Als Mitbegründer der Groupe de recherches musicales (GRM) hat Luc Ferrari zweifelsfrei seine Spuren in der Musikgeschichte hinterlassen, doch erst seit seinem Tod im Jahr 2005 wird ihnen konsequent nachgereist. »Solitude Transit – Bande Magnétiques Inédites 1989-1990« reiht sich auf den ersten Blick in eine schier unüberschaubare Serie von Neuauflagen seiner Arbeiten ein, doch handelt es sich dabei um bisher unveröffentlichte Aufnahmen, die seinem Spätwerk zuzuordnen sind. Angefertigt wurden sie für eine Tanzperformance Anne-Marie Reynauds und sind dementsprechend formstrenger und, ja, kinetischer als einige von Ferraris elektroakustischen Kompositionen oder Werken aus der Musique concrète. »Roman de Gare« arbeitet noch am konsequentesten mit elektronischen Mitteln, schneidet aber zirkusmusikalische Töne an und bringt sogar schwingende Drum-Grooves in das 26-minütige Stück ein, das sich von einer Szenerie zur nächsten bewegt, hin und wieder bekannte Motive aufnehmend. »Ligne de Fuite« ist hingegen sein Kontext beziehungsweise Anlass – es geht um Tanz, um rhythmische Bewegungen von Körpern im Raum! – nicht so deutlich eingeschrieben. Untenrum dröhnt es elektronisch, droben heulen Eulen oder andere Vögel, orgelähnliches Pfeifen ertönt.
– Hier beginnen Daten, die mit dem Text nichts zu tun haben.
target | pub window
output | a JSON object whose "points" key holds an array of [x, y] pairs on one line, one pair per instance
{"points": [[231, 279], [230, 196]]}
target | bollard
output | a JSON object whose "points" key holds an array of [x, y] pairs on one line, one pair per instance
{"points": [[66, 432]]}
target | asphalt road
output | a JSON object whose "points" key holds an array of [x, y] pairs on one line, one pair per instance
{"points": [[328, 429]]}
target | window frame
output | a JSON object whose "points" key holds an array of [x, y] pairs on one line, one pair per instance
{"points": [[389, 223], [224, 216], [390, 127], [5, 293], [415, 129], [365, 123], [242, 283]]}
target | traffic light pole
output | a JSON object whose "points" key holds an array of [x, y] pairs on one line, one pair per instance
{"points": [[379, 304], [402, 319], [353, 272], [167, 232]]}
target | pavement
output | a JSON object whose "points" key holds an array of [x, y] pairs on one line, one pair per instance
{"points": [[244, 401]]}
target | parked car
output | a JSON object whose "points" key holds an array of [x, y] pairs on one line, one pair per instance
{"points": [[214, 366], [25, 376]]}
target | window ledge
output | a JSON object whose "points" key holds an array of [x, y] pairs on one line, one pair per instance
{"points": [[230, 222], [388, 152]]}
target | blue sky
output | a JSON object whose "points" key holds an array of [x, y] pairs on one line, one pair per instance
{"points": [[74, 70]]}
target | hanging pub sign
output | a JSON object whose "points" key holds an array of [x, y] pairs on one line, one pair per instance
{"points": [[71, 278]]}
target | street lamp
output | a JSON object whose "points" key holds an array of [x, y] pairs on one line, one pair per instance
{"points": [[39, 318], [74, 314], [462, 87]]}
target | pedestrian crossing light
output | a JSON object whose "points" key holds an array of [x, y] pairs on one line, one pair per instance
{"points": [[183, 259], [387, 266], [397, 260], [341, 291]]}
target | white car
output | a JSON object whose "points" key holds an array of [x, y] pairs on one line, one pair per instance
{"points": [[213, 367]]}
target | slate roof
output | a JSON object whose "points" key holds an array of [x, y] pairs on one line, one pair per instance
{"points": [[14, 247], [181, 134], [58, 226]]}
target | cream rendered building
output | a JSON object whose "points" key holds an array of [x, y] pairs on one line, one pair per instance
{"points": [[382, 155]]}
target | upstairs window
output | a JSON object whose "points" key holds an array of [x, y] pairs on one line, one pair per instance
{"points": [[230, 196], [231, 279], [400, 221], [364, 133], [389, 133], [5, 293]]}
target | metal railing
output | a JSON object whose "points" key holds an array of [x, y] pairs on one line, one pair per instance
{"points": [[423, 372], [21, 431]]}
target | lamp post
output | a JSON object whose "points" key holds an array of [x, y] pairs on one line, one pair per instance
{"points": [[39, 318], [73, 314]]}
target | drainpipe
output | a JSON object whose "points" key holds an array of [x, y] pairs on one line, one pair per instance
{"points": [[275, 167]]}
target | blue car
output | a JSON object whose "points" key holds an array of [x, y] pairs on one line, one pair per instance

Erst nach zehn Minuten erklingt Musik, die sich wie eine verstimmte Blaskapelle ausnimmt. Karneval in der Hölle. Dass »On part chez Marie-Christine« mit relativ konventionellen, ballettesken Klavierklängen beginnt, ist irreführend. Denn irren tut diese Musik tatsächlich, erst durch Tangerine-Dream-ähnliche Traumweltklänge, dann kammermusikalische Figuren der frühen Moderne und sogar Industrial-ähnliche Rhythmen und Sounds. So zeigt sich auf knapp 54 Minuten gebündelt die Bandbreite von Ferraris kompositorischen Fähigkeiten, die er mit den Mitteln seiner Zeit voll ausspielen konnte.